Vengono erogati in meno di 48 ore e sono contraddistinti da un tasso fisso per tutta la durata del piano.

Prestiti cambializzati veloci 2017: il tasso

I prestiti immediati senza busta paga cambializzati sono caratterizzati da un tasso leggermente più alto rispetto a quello di molti altri prodotti.

A cosa è dovuta questa scelta? Alla necessità di tutelarsi. I cambializzati possono essere richiesti sia da soggetti privi di busta paga, sia da chi è segnalato in Crif. Questo li rende prodotti a rischio.

Da ricordare è anche il fatto che l’emissione delle cambiali è un costo non indifferente per le realtà creditizie, che recuperano sugli interessi le somme spese.

Cosa serve per richiedere i prestiti cambializzati

Cosa serve per richiedere un finanziamento cambializzato? Per accedere a questi prestiti immediati senza busta paga è necessario fare riferimento ad alcune garanzie alternative.

Chi ha alle spalle una carriera come dipendente può vincolare il TFR, intoccabile fino alla fine del piano di ammortamento.

I liberi professionisti, invece, possono richiedere il prestito in questione presentando una polizza vita attiva da almeno due anni. L’ultimo caso da considerare è quello dei neo assunti, che accedono al prestito cambializzato solo previa presentazione di un garante.

Credito su pegno: come funziona

Nel novero dei prestiti immediati senza busta paga è possibile citare anche il prestito su pegno.

In questo caso la definizione stessa parla da sola, e ricorda che l’unica garanzia è l’impegno di un bene prezioso. Il suddetto viene poi sottoposto a valutazione e, sulla base del parere tecnico in questione, la realtà creditizia procede all’erogazione della cifra richiesta.

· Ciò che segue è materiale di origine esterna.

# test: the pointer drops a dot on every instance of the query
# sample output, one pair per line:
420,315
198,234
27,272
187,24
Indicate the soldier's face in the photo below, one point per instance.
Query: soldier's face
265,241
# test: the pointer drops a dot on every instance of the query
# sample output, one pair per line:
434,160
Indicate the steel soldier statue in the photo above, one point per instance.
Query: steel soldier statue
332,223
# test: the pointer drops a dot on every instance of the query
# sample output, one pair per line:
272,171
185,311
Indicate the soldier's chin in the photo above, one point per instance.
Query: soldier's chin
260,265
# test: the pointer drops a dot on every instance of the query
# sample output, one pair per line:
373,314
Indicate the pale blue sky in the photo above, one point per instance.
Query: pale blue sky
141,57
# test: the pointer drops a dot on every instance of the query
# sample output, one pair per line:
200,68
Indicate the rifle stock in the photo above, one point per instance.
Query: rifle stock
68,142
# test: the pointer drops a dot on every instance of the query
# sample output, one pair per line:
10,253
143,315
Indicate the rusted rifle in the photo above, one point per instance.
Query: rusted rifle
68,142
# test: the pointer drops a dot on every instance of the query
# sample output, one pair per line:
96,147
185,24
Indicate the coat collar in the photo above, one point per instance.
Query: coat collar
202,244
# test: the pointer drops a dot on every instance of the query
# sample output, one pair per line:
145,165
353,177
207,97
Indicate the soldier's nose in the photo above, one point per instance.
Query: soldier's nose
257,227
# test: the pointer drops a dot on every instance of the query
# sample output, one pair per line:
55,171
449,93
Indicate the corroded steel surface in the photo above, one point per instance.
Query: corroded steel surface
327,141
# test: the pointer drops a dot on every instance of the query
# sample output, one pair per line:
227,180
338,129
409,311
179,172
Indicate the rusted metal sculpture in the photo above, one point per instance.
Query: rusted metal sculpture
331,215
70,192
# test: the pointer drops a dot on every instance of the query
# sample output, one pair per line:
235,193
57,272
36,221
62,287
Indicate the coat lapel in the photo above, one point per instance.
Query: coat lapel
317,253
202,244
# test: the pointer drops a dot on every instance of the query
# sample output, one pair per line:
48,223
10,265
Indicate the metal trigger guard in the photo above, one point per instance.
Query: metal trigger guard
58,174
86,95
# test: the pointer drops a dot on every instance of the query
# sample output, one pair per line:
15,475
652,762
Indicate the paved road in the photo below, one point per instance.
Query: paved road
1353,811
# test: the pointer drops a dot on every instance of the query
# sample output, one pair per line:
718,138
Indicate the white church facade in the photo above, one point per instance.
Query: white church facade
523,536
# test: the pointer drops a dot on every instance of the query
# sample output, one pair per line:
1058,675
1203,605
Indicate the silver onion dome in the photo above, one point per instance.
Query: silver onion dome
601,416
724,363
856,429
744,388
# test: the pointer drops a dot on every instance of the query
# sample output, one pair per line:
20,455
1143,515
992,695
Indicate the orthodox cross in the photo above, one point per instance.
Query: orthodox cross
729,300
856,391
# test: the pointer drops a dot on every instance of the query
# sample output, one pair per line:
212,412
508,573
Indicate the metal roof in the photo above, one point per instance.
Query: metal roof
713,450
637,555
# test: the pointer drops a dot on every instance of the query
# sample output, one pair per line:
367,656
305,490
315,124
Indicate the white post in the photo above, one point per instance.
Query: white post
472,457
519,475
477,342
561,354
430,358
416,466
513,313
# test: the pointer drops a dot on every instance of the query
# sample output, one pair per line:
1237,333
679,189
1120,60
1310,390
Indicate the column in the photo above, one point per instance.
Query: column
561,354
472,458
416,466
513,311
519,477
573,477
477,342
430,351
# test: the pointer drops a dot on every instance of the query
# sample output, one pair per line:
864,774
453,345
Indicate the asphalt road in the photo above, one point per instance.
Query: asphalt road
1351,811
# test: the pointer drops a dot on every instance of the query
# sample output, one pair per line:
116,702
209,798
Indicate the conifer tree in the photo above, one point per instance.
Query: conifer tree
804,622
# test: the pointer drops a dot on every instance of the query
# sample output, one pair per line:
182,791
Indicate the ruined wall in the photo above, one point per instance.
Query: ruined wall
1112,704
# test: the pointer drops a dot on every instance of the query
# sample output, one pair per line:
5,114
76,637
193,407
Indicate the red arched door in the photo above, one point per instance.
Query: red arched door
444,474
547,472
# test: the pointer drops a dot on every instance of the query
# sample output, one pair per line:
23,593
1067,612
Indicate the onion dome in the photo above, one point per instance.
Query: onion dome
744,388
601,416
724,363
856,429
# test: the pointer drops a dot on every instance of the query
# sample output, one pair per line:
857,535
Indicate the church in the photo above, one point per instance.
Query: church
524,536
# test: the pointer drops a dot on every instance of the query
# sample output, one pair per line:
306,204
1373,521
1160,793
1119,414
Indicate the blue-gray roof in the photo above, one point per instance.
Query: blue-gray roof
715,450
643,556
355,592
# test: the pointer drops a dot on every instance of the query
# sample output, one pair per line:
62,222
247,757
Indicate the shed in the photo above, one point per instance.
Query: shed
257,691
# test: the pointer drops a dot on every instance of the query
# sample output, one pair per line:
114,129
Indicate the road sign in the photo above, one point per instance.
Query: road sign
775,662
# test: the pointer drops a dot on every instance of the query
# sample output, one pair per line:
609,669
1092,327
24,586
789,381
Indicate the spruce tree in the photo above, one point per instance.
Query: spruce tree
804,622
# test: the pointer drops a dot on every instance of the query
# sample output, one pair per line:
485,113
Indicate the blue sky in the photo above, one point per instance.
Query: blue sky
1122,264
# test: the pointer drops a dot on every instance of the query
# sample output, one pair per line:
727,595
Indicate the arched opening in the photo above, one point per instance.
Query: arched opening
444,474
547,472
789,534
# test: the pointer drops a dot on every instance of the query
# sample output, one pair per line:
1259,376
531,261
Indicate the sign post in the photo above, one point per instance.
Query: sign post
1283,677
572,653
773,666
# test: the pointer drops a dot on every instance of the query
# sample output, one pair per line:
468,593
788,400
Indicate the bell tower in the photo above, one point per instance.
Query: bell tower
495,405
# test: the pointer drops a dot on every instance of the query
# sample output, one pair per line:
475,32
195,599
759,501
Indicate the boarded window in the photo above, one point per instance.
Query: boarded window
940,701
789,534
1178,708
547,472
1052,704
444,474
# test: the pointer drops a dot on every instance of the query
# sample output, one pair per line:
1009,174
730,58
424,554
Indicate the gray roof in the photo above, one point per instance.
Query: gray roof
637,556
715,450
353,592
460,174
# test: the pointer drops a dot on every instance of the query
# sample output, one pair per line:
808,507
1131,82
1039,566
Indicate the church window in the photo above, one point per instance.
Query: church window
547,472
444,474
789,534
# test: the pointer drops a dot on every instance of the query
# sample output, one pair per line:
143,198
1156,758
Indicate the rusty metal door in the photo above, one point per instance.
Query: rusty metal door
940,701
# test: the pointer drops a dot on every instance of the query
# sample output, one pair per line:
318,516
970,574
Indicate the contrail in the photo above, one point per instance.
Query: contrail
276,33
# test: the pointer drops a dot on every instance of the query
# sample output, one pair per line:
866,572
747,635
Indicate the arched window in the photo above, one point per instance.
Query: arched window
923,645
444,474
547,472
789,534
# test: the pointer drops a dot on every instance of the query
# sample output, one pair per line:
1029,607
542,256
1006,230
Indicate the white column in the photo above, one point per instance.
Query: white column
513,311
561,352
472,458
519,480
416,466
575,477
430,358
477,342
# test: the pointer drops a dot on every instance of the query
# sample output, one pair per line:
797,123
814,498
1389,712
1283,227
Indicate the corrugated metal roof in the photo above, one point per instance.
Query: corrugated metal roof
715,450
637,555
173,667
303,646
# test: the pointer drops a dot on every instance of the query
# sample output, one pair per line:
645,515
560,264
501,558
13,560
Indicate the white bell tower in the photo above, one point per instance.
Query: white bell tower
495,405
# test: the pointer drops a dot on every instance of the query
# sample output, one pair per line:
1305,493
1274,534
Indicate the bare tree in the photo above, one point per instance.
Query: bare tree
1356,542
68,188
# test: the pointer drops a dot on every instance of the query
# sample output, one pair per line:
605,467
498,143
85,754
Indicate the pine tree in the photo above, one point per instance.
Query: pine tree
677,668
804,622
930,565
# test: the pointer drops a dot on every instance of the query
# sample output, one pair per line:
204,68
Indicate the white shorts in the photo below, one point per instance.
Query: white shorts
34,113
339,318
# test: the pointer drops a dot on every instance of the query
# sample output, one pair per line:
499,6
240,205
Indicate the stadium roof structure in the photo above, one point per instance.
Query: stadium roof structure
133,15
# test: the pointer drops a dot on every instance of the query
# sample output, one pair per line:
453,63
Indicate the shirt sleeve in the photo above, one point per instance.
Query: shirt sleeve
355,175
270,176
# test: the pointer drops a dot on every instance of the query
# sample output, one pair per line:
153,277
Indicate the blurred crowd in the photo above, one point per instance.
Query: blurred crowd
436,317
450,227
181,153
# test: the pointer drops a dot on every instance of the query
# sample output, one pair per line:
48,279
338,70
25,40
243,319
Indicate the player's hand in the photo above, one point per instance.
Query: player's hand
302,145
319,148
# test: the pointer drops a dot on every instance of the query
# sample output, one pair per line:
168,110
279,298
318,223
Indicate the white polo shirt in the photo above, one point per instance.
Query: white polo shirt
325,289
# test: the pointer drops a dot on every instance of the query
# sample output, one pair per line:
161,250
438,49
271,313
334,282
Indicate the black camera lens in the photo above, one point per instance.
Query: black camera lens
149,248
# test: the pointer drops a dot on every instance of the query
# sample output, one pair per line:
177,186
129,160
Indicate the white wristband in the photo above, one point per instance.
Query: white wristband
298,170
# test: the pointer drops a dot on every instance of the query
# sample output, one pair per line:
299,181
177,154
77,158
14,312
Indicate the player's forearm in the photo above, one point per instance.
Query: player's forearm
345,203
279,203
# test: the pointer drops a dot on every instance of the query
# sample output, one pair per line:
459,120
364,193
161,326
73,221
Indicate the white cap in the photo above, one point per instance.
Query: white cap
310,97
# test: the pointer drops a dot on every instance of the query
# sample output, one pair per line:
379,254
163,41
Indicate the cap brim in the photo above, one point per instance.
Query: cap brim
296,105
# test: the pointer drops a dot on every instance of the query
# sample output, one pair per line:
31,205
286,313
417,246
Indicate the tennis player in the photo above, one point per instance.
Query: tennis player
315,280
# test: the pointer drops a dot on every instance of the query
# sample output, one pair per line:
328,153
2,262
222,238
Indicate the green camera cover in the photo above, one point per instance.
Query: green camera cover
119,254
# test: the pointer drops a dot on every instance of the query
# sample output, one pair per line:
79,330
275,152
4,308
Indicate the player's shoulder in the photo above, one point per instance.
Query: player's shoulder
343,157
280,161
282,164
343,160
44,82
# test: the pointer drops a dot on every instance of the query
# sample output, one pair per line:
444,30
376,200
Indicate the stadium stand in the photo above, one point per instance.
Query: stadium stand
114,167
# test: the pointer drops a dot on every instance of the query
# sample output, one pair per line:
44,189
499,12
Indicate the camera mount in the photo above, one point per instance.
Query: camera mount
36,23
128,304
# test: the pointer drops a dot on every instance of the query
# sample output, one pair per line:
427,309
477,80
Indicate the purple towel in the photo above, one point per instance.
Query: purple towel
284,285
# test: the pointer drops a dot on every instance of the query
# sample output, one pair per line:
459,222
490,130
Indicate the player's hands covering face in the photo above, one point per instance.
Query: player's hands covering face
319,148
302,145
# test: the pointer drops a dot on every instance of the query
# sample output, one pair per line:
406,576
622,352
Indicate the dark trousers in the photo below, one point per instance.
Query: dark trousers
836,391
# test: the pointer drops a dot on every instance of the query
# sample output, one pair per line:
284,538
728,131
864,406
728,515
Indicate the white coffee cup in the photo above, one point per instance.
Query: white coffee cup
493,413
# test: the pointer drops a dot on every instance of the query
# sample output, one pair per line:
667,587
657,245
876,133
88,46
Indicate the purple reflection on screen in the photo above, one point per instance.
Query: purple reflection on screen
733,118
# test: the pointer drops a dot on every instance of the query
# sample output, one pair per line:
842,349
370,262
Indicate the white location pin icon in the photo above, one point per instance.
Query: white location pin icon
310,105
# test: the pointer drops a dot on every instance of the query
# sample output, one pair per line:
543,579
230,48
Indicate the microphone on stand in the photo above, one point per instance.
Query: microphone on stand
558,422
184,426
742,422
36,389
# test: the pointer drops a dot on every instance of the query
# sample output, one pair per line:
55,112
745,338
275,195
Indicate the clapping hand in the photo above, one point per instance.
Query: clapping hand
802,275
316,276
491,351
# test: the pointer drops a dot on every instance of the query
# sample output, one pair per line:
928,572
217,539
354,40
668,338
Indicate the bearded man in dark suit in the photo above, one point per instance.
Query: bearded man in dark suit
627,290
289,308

Al cliente spetta solo il rimborso del piano di ammortamento, che può durare da 1 a 12 mesi. Una volta terminato il processo di pagamento può riscattare il bene. In tale fase, però, è necessaria la presentazione di una polizza al portatore consegnata al momento della sottoscrizione del contratto.

Prima di richiedere un prestito di questo genere è bene ricordare che sono previsti sia interessi, sia spese di custodia. I valori in questione cambiano a seconda delle politiche delle realtà creditizie. Tra quelle che erogano prestiti su pegno è possibile ricordare Unicredit e Banca Carige.